フィルム Leica で歩いた香港の街


私が写真を始めたきっかけはストリートフォトでした。

町中をカメラ一台とレンズ一本だけを持ってひたすら歩き回り、

たまたま目の前に現れたちょっとした決定的瞬間を写真に捉える。

そのときにうまく構図がまとまっていて、ついでに光もきれいに入り込んでいたら、もう大興奮。

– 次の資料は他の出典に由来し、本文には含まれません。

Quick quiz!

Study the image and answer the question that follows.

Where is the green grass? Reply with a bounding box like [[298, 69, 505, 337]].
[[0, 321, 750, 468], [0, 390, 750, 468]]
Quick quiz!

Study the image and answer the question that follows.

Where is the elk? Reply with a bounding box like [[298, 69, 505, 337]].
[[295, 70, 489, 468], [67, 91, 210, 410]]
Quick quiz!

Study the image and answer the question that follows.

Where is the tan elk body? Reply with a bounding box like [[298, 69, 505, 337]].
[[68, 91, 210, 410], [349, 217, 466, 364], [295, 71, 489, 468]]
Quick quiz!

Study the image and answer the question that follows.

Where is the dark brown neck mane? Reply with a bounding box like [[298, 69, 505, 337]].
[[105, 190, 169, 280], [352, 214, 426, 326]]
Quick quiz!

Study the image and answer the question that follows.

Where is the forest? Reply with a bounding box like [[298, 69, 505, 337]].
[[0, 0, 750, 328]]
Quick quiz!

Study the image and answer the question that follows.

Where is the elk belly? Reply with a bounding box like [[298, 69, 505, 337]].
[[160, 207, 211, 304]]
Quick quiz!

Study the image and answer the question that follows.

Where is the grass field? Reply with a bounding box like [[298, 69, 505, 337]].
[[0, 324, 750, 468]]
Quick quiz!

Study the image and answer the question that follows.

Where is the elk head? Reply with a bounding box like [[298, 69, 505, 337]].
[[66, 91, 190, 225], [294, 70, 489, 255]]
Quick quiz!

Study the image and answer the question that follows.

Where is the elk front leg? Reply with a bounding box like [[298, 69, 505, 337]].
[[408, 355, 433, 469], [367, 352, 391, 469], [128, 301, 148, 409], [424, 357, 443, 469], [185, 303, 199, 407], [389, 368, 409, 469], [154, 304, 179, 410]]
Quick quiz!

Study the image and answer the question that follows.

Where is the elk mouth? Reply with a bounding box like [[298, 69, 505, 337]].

それが20年前、私が写真始めたきっかけの一つでもありました。

20年前に写真を始めたのはアメリカに留学中の事でしたが、

日本に帰国した後も、時々一人でカメラとともにさまよう旅に出ることがありました。

目的地の中でも一番お気に入りだったのが香港とマカオでした。


香港の町並みというのは本当にフォトジェニック。

King’s Road という無限に連なった一万人がすんでいるという巨大な集合住宅がとどーんと迫ってくるような建物や、ビクトリアピークの「百万ドルの夜景」などなど、ダイナミックが風景が有名ではありますよね。


でも私の好きなのは狭ーい路地裏。

迷路のような道を歩いていたら、突然その先で沢山の人たちが屋台ランチを食べている広場にたどり着いた、など、偶然の楽しみが沢山あるのです。


あの町中へ迷い込みにまた久しぶりに香港を訪れたいところですが、

しばらくは例の混沌は続きそうですね。

中国が香港の干渉を諦めてくれて、また香港の日常が早く戻ってくることを祈るばかりです。